William Caldwell

Cricket information
- Batting: Right-handed

Career statistics
| Competition | First-class |
| Matches | 20 |
| Runs scored | 673 |
| Batting average | 21.03 |
| 100s/50s | 2/1 |
| Top score | 133 |
| Balls bowled | 66 |
| Wickets | 2 |
| Bowling average | 20.00 |
| 5 wickets in innings | 0 |
| 10 wickets in match | 0 |
| Best bowling | 2/23 |
| Catches/stumpings | 6/– |
- Source: Cricinfo, 15 April 2023

= William Caldwell (cricketer) =

English cricketer

William Somerville Caldwell (26 February 1878 – 14 January 1964) was an English cricketer, who played 20 first-class games for Worcestershire in the early twentieth century. After the end of his first-class career, he also played for Cheshire in the Minor Counties Championship.

He made his debut in July 1901 in a drawn match against Kent at Worcester, but was bowled for nought in his only innings. He did little better against Sussex at the same venue at the start of August, making only 0 and 5, and did not play again until 1903. That year proved to be much his best, as he hit 403 runs at 26.86 in 16 innings including his only two centuries, both made at Worcester: 133 against Sussex at Worcester and 101 against Leicestershire.

In 1904 Caldwell's seven matches came mostly in August.
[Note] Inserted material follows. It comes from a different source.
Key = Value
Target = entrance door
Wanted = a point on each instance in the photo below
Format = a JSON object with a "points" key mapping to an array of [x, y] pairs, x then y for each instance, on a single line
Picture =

He played some useful innings — for example, his 52 and 35 opening the batting in a five-wicket win over Somerset at Taunton — but never went on to record a really big score. He did, however, take his two first-class wickets that season, both in the same innings at Edgbaston: those of Warwickshire Test cricketers Willie Quaife and Dick Lilley.

Caldwell was born in Altrincham, Cheshire; he died at the age of 85 in Littlemore, Oxfordshire.